MIAMI – Anecdotal evidence of high turnover among younger workers at advertising and media agencies met the harsh reality of research conducted by LinkedIn and The American Association of Advertising Agencies, and the data paint a stark picture for the advertising world.
During a session at the annual Transformation conference of the Four A’s, it was revealed that among nine industries (including ad agencies) that compete directly for the same talent, ad agencies ranked last when it came to perceptions of its “work/life balance” and “long-term strategic vision.”
Moreover, the agency sector ranked next-to-last in “compensation and benefits,” “strong career path,” “job security,” and “values employee contributions,” according to the new research.
To Jill Kelly, Chief Communications Officer, DigitasLBi, the “sobering statistics” drive home the need for agencies to pay more attention to the influence that their managers have on attracting and maintaining young talent.
“One of the top five reasons that people leave is because they cannot see a portrait of themselves in the agency,” Kelly says in an interview at the conference. “That portrait is determined almost exclusively, or highly influentially, by the manager.”
According to Kelly, when one looks at agency teams that have the highest attrition rates versus those with the lowest, there is a direct correlation between effective managers and ineffective managers.
“What we are looking at is manager modeling,” Kelly explains. “If we have a high-performing team under a highly effective manager, how do we translate that behavior into our other managers within the system?”
While acknowledging that it’s very difficult for agencies to compete at the entry salary level with professional services companies like Accenture, IBM and Pricewaterhouse Coopers that have been encroaching on agencies’ turf, Kelly says agencies need to “up our game” in terms of how job prospects perceive them.

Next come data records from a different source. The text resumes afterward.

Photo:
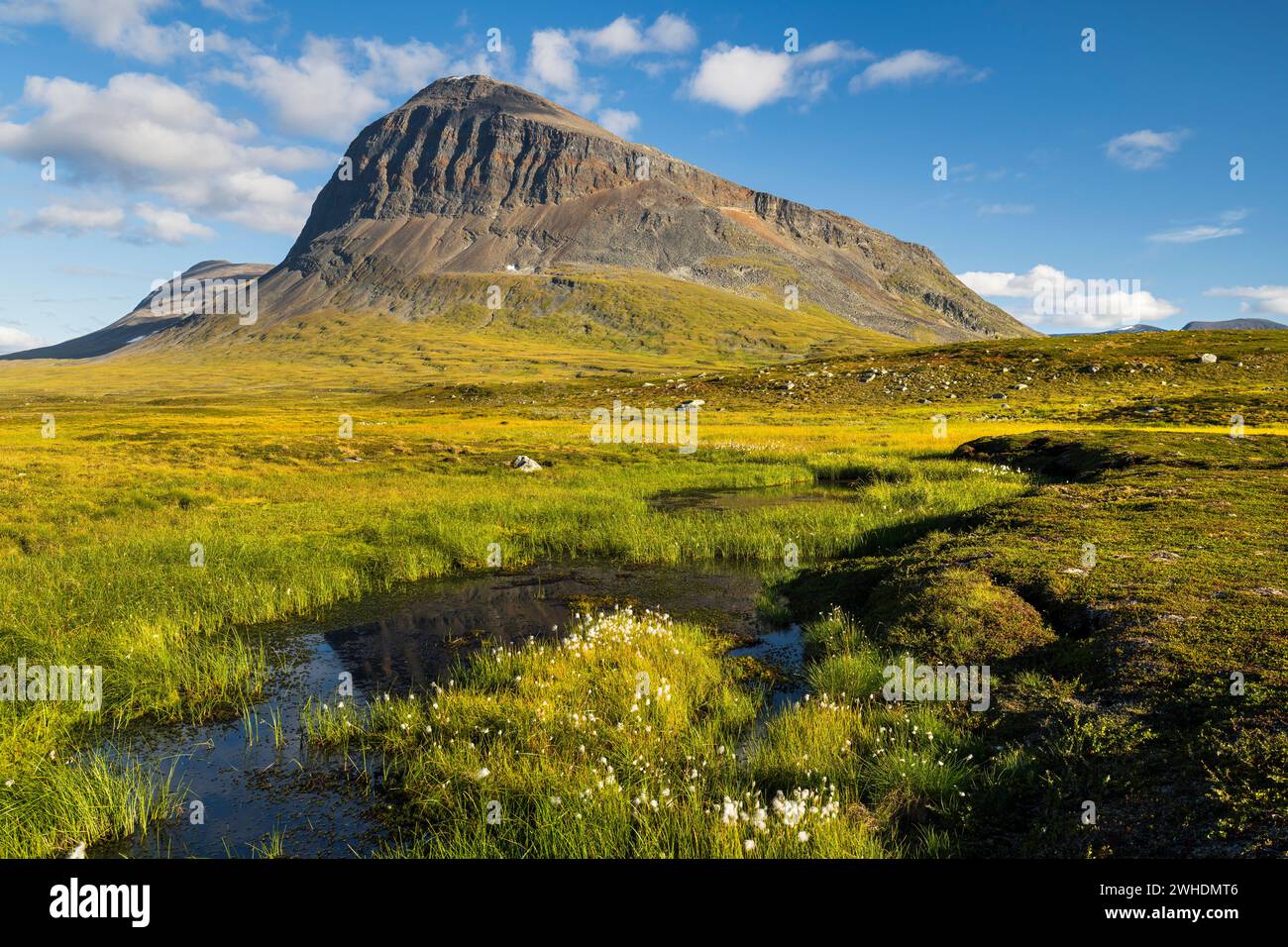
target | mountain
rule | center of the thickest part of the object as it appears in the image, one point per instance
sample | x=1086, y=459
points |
x=142, y=320
x=473, y=175
x=1233, y=324
x=1137, y=328
x=596, y=243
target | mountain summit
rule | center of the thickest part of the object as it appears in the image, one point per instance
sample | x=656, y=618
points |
x=473, y=175
x=600, y=245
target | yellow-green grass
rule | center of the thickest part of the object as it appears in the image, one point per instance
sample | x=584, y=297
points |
x=241, y=455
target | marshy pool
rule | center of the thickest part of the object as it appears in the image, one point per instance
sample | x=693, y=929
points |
x=263, y=788
x=745, y=499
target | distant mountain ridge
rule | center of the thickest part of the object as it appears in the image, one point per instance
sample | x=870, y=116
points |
x=477, y=175
x=1233, y=324
x=142, y=321
x=475, y=182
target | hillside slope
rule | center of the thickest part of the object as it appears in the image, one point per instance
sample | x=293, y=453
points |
x=473, y=175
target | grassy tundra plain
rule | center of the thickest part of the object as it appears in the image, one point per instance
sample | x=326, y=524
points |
x=964, y=536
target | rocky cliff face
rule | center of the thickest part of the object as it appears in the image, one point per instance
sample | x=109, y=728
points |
x=473, y=175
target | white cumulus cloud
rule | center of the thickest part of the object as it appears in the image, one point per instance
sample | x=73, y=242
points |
x=73, y=221
x=1266, y=299
x=746, y=77
x=618, y=121
x=145, y=133
x=1056, y=300
x=170, y=226
x=914, y=65
x=1144, y=150
x=16, y=341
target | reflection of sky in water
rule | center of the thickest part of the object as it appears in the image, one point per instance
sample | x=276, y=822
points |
x=318, y=801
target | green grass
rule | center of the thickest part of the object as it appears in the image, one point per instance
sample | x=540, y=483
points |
x=964, y=560
x=559, y=744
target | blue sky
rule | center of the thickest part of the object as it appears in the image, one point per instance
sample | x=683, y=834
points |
x=1061, y=163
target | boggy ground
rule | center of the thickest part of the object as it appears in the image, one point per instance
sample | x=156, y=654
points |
x=1112, y=680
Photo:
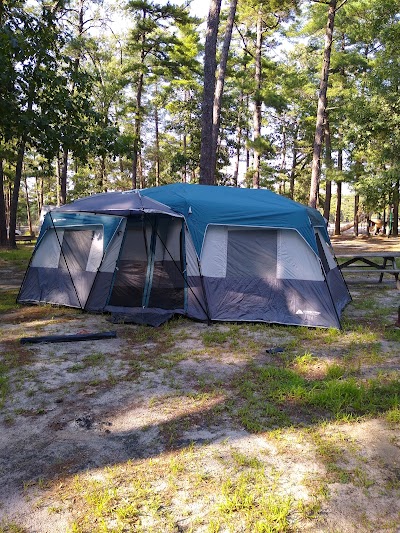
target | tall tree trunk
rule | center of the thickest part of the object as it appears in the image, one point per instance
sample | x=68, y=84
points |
x=322, y=100
x=219, y=87
x=356, y=214
x=101, y=184
x=239, y=134
x=395, y=231
x=207, y=175
x=339, y=194
x=3, y=221
x=28, y=207
x=65, y=150
x=329, y=165
x=63, y=177
x=257, y=103
x=15, y=192
x=185, y=170
x=157, y=131
x=292, y=178
x=282, y=188
x=247, y=135
x=137, y=127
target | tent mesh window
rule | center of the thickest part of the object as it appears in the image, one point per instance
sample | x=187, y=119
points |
x=251, y=253
x=75, y=250
x=168, y=281
x=150, y=266
x=130, y=277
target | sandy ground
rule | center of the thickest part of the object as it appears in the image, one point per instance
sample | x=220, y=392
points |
x=77, y=408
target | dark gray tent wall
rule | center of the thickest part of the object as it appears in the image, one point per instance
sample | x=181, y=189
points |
x=135, y=257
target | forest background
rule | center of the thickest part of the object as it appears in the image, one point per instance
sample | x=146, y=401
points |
x=290, y=95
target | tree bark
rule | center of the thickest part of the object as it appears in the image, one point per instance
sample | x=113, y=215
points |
x=219, y=87
x=3, y=221
x=322, y=101
x=339, y=194
x=292, y=178
x=63, y=177
x=207, y=175
x=28, y=207
x=257, y=103
x=15, y=192
x=157, y=131
x=356, y=214
x=329, y=165
x=395, y=230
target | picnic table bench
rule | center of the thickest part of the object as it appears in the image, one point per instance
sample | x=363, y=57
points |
x=382, y=262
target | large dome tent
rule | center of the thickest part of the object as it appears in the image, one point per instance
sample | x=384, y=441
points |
x=209, y=253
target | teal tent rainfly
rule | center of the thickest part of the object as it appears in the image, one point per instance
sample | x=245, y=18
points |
x=209, y=253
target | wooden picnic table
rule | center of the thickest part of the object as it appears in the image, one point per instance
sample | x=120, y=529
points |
x=382, y=262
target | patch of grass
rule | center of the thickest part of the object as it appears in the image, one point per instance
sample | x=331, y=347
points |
x=335, y=371
x=270, y=397
x=7, y=300
x=252, y=498
x=11, y=527
x=18, y=257
x=4, y=384
x=393, y=415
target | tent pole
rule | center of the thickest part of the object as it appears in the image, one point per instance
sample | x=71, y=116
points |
x=206, y=311
x=66, y=264
x=101, y=262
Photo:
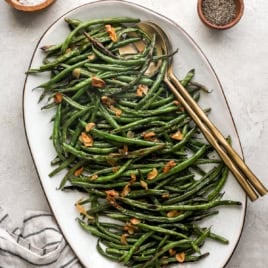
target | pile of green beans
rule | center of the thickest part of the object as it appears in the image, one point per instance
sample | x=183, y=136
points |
x=146, y=174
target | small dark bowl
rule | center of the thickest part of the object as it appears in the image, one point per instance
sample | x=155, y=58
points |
x=239, y=14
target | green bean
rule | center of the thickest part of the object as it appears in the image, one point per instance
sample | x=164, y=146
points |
x=156, y=188
x=139, y=242
x=86, y=24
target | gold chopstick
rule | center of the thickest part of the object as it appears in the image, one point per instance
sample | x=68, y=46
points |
x=230, y=157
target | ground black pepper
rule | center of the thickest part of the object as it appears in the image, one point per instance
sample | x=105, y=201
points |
x=219, y=12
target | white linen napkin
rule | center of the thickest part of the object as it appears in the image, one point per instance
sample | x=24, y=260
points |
x=37, y=243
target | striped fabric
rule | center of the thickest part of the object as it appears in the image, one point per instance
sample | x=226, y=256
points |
x=38, y=243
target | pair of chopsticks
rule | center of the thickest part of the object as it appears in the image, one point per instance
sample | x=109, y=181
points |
x=248, y=181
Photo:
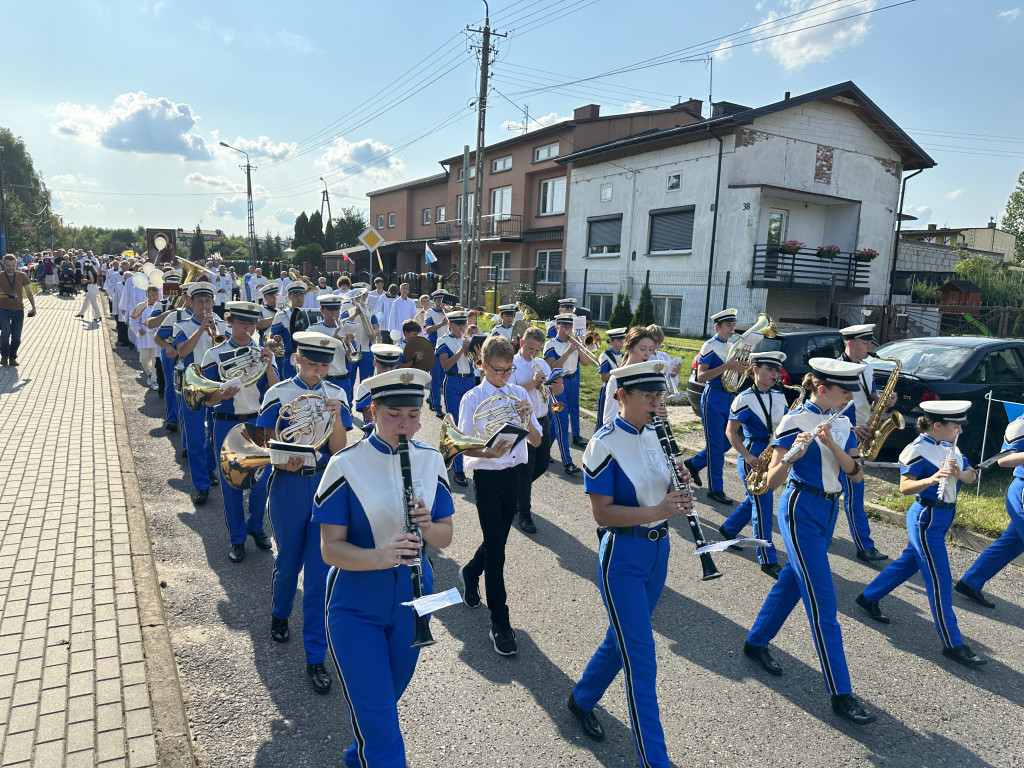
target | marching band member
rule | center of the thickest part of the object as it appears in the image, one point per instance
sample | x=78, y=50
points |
x=563, y=351
x=284, y=322
x=858, y=341
x=529, y=373
x=824, y=446
x=291, y=489
x=631, y=497
x=366, y=542
x=504, y=328
x=610, y=358
x=240, y=403
x=434, y=320
x=496, y=482
x=192, y=339
x=715, y=400
x=932, y=471
x=459, y=376
x=999, y=553
x=753, y=418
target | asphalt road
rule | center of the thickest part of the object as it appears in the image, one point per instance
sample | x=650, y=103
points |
x=249, y=700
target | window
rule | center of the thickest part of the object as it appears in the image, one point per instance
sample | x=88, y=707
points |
x=668, y=310
x=671, y=230
x=549, y=266
x=546, y=153
x=604, y=236
x=500, y=262
x=600, y=306
x=553, y=196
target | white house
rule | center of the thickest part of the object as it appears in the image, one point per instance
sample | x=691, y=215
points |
x=700, y=211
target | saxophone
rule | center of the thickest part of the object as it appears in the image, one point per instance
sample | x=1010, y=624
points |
x=879, y=427
x=757, y=479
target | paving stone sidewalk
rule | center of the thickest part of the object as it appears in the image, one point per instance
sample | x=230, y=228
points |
x=74, y=683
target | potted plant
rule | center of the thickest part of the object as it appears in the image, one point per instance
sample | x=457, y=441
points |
x=827, y=253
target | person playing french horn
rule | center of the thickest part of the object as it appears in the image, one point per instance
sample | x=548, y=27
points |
x=291, y=488
x=367, y=541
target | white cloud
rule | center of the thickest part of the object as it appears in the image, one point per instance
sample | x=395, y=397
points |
x=803, y=45
x=136, y=123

She likens the situation to potential home buyers.
“If you’re in the market for a home and you enter a house and you can’t see your future in that house, you can’t see expanded family in that house, it’s very unlikely that you will walk through that front door as a resident of that house,” Kelly says. “Same thing for a potential employees. If they can’t see a future at your company, it’s highly unlikely that they will walk through the front door as an employee of that company.”